The Senate is now taking a procedural vote on whether to advance a House-passed bill to suspend the nation’s debt limit and avert a government shutdown.
Senate Republicans have insisted that Democrats should act alone to address the debt limit and are expected to block the measure. The Hill team will alert when the vote is final.
Government funding is set to expire on Sept. 30, and the stopgap bill the House approved last week would extend funding and keep the government open through Dec. 3. In addition, the measure includes a debt limit suspension through Dec. 16, 2022. The clock is ticking to address the debt limit and Congress may only have until mid-October to act before the federal government can no longer pay its bills.

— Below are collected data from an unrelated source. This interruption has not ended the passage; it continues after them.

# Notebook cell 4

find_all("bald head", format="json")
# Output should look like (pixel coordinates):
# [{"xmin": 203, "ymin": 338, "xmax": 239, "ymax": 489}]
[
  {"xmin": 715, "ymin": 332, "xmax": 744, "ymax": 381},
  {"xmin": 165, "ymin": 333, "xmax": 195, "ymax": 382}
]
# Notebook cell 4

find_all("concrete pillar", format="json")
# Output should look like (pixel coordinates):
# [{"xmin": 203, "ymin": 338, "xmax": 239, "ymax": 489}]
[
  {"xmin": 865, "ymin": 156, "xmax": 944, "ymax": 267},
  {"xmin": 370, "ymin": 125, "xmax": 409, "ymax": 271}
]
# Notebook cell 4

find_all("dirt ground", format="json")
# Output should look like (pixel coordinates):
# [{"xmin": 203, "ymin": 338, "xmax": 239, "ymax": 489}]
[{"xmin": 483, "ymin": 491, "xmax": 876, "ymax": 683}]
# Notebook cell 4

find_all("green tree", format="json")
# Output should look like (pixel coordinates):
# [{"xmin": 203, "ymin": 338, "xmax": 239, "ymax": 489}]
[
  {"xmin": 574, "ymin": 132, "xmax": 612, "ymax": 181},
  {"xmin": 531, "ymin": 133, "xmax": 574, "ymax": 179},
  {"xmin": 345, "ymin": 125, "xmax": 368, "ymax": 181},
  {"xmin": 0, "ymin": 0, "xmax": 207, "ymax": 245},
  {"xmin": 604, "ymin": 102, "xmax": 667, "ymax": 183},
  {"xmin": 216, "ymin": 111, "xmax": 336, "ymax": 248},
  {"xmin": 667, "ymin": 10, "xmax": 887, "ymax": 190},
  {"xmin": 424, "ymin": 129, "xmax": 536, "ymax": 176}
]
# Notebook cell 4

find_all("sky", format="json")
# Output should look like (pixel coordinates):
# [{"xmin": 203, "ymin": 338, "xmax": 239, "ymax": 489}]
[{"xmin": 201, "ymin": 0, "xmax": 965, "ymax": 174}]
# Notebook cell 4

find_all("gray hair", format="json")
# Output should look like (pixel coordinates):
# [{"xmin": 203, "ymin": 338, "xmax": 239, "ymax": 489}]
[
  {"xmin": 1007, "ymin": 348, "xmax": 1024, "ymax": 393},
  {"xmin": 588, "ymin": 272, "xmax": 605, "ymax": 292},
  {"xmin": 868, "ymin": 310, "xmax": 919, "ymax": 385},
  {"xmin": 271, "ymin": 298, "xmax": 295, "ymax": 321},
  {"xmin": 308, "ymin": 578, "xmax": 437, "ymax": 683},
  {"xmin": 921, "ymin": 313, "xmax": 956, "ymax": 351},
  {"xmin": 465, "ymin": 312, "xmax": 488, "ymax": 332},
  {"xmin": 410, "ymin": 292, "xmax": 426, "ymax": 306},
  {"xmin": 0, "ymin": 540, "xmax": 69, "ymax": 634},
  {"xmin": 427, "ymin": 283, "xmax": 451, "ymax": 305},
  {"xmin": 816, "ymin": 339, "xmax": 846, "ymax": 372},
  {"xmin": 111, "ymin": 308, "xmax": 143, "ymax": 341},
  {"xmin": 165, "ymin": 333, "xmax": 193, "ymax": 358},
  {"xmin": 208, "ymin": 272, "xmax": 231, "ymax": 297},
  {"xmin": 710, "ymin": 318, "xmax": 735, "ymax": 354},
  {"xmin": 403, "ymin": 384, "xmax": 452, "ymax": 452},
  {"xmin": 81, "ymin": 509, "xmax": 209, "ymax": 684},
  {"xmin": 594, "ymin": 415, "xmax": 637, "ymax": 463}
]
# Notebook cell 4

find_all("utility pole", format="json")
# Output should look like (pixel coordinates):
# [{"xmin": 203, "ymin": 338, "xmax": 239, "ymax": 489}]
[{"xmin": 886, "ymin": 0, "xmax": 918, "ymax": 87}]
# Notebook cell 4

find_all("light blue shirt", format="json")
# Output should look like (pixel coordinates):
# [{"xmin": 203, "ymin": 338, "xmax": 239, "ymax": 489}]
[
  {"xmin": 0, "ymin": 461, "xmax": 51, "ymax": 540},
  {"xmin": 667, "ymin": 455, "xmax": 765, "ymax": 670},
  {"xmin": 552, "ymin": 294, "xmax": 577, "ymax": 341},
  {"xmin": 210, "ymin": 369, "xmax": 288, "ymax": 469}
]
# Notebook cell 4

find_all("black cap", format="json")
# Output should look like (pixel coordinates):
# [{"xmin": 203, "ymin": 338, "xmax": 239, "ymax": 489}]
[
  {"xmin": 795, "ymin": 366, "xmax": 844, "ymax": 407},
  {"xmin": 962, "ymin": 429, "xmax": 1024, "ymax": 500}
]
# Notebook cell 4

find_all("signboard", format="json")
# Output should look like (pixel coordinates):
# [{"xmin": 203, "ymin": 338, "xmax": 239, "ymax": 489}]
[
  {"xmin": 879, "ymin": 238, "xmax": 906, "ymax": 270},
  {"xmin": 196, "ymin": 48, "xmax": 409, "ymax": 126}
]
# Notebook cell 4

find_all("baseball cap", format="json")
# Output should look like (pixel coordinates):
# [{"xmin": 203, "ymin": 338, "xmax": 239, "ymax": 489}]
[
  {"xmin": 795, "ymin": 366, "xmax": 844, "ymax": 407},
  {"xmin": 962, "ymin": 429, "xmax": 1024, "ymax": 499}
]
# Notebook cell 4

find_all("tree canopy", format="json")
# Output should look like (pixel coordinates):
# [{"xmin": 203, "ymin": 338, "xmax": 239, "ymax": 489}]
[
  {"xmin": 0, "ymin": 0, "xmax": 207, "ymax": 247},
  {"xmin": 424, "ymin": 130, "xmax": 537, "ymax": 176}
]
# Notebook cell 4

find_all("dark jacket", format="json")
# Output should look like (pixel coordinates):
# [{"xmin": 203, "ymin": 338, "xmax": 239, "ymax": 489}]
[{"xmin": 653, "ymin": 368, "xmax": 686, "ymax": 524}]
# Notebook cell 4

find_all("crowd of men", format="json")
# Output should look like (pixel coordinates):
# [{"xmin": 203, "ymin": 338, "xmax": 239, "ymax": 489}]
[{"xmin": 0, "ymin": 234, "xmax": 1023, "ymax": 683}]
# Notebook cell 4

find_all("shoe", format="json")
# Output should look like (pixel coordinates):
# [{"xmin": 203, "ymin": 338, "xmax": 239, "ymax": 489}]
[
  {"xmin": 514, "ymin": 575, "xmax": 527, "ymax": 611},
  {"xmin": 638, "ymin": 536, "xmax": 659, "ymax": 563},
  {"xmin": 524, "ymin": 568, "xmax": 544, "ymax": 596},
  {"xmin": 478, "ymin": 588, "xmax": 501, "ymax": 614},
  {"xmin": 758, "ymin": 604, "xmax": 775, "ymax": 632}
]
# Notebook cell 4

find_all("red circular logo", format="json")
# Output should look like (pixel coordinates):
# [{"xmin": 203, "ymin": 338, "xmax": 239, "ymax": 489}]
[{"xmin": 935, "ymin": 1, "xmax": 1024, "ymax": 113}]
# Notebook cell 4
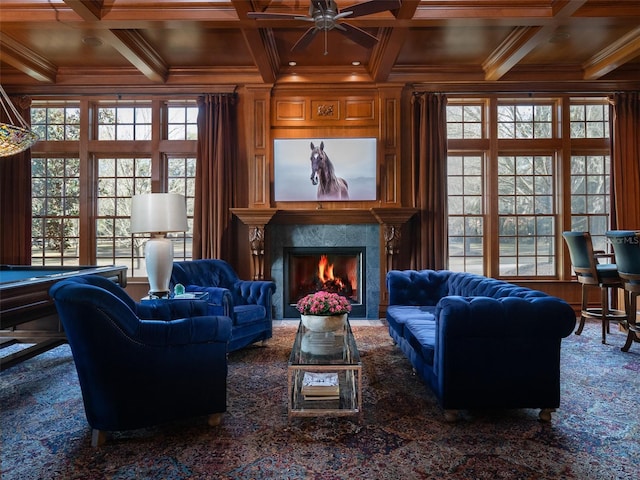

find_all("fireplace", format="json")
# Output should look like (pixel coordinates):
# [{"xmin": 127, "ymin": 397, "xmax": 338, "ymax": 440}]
[
  {"xmin": 269, "ymin": 223, "xmax": 380, "ymax": 319},
  {"xmin": 283, "ymin": 247, "xmax": 365, "ymax": 318}
]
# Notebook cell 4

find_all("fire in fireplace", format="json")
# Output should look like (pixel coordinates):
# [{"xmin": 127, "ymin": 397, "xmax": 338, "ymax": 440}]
[{"xmin": 283, "ymin": 247, "xmax": 365, "ymax": 318}]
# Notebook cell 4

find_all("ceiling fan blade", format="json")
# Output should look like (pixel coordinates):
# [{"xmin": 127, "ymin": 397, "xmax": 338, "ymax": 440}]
[
  {"xmin": 338, "ymin": 23, "xmax": 378, "ymax": 48},
  {"xmin": 247, "ymin": 12, "xmax": 311, "ymax": 20},
  {"xmin": 291, "ymin": 27, "xmax": 320, "ymax": 52},
  {"xmin": 343, "ymin": 0, "xmax": 401, "ymax": 18}
]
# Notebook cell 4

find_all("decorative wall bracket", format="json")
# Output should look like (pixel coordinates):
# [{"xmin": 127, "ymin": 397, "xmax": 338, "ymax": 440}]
[
  {"xmin": 370, "ymin": 208, "xmax": 418, "ymax": 306},
  {"xmin": 230, "ymin": 209, "xmax": 277, "ymax": 280}
]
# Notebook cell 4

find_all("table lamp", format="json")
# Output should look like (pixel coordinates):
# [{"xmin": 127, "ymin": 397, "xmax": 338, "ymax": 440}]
[{"xmin": 130, "ymin": 193, "xmax": 188, "ymax": 298}]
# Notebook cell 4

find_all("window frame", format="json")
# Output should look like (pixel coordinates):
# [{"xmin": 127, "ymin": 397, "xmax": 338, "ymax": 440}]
[
  {"xmin": 446, "ymin": 95, "xmax": 611, "ymax": 280},
  {"xmin": 29, "ymin": 97, "xmax": 198, "ymax": 276}
]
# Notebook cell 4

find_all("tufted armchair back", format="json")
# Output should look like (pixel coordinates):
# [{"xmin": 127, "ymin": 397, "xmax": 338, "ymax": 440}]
[
  {"xmin": 170, "ymin": 259, "xmax": 276, "ymax": 351},
  {"xmin": 172, "ymin": 259, "xmax": 244, "ymax": 305}
]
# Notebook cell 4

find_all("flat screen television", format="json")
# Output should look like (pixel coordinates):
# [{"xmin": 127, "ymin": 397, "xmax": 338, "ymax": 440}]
[{"xmin": 273, "ymin": 137, "xmax": 377, "ymax": 202}]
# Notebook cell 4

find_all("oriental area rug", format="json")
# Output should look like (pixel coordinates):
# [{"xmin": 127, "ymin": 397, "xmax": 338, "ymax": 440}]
[{"xmin": 1, "ymin": 321, "xmax": 638, "ymax": 479}]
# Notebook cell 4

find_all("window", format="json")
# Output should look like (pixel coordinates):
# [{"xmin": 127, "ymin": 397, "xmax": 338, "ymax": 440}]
[
  {"xmin": 497, "ymin": 103, "xmax": 553, "ymax": 139},
  {"xmin": 97, "ymin": 104, "xmax": 152, "ymax": 140},
  {"xmin": 30, "ymin": 100, "xmax": 198, "ymax": 272},
  {"xmin": 31, "ymin": 105, "xmax": 80, "ymax": 141},
  {"xmin": 497, "ymin": 155, "xmax": 555, "ymax": 276},
  {"xmin": 167, "ymin": 156, "xmax": 196, "ymax": 261},
  {"xmin": 570, "ymin": 155, "xmax": 610, "ymax": 252},
  {"xmin": 31, "ymin": 157, "xmax": 80, "ymax": 265},
  {"xmin": 446, "ymin": 97, "xmax": 611, "ymax": 278},
  {"xmin": 97, "ymin": 157, "xmax": 151, "ymax": 274},
  {"xmin": 168, "ymin": 105, "xmax": 198, "ymax": 140},
  {"xmin": 447, "ymin": 155, "xmax": 484, "ymax": 273},
  {"xmin": 446, "ymin": 104, "xmax": 484, "ymax": 139},
  {"xmin": 570, "ymin": 103, "xmax": 609, "ymax": 139}
]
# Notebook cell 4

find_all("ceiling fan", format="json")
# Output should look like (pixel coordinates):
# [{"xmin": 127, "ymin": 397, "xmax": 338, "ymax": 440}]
[{"xmin": 247, "ymin": 0, "xmax": 401, "ymax": 54}]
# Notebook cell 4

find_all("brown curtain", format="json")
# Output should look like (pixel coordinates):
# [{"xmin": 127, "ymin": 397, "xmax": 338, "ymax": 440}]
[
  {"xmin": 0, "ymin": 95, "xmax": 33, "ymax": 264},
  {"xmin": 410, "ymin": 92, "xmax": 448, "ymax": 270},
  {"xmin": 193, "ymin": 93, "xmax": 237, "ymax": 260},
  {"xmin": 610, "ymin": 92, "xmax": 640, "ymax": 230}
]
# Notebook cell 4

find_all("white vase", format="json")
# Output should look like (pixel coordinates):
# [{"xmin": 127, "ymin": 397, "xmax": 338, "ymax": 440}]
[{"xmin": 300, "ymin": 313, "xmax": 347, "ymax": 332}]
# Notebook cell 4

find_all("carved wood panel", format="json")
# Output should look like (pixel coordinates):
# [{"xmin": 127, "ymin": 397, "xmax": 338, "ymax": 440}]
[{"xmin": 272, "ymin": 94, "xmax": 378, "ymax": 127}]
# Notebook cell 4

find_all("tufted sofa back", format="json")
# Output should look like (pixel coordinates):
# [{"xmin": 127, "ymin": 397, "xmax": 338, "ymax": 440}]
[
  {"xmin": 446, "ymin": 271, "xmax": 548, "ymax": 300},
  {"xmin": 388, "ymin": 269, "xmax": 549, "ymax": 306}
]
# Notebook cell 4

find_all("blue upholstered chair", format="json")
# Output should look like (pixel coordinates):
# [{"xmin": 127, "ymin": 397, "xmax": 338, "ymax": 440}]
[
  {"xmin": 49, "ymin": 275, "xmax": 232, "ymax": 447},
  {"xmin": 606, "ymin": 230, "xmax": 640, "ymax": 352},
  {"xmin": 562, "ymin": 231, "xmax": 627, "ymax": 344},
  {"xmin": 171, "ymin": 259, "xmax": 276, "ymax": 352}
]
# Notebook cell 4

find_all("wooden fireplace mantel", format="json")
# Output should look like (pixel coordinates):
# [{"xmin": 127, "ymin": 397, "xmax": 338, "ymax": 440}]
[
  {"xmin": 231, "ymin": 207, "xmax": 417, "ymax": 285},
  {"xmin": 231, "ymin": 207, "xmax": 417, "ymax": 226}
]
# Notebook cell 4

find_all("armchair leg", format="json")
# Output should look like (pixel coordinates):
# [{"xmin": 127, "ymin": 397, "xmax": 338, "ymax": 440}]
[
  {"xmin": 91, "ymin": 429, "xmax": 107, "ymax": 447},
  {"xmin": 208, "ymin": 413, "xmax": 223, "ymax": 426},
  {"xmin": 538, "ymin": 408, "xmax": 555, "ymax": 422}
]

The Senate is voting on a procedural motion to advance the legislation, which needs 60 votes to succeed. While a few Senate Republicans may ultimately vote in support of the legislation, it is not expected there will be 10 Senate Republican votes in favor, which would be needed to reach the 60-vote threshold since Democrats only control 50 seats in the chamber.
If the measure fails to advance in the Senate, as anticipated due to GOP opposition, it will leave Congress without a plan announced by Democratic leadership in both chambers about how they will keep the government operating perilously close to the date when funding will run dry and a shutdown could be triggered.
Prior to the Senate vote happening now, Senate GOP leader Mitch McConnell attempted to bring up a clean stop-gap bill to keep the government open that would not include the debt limit provision as an alternative. Senate Appropriations Committee chairman Patrick Leahy objected to an unanimous consent request to advance that proposal.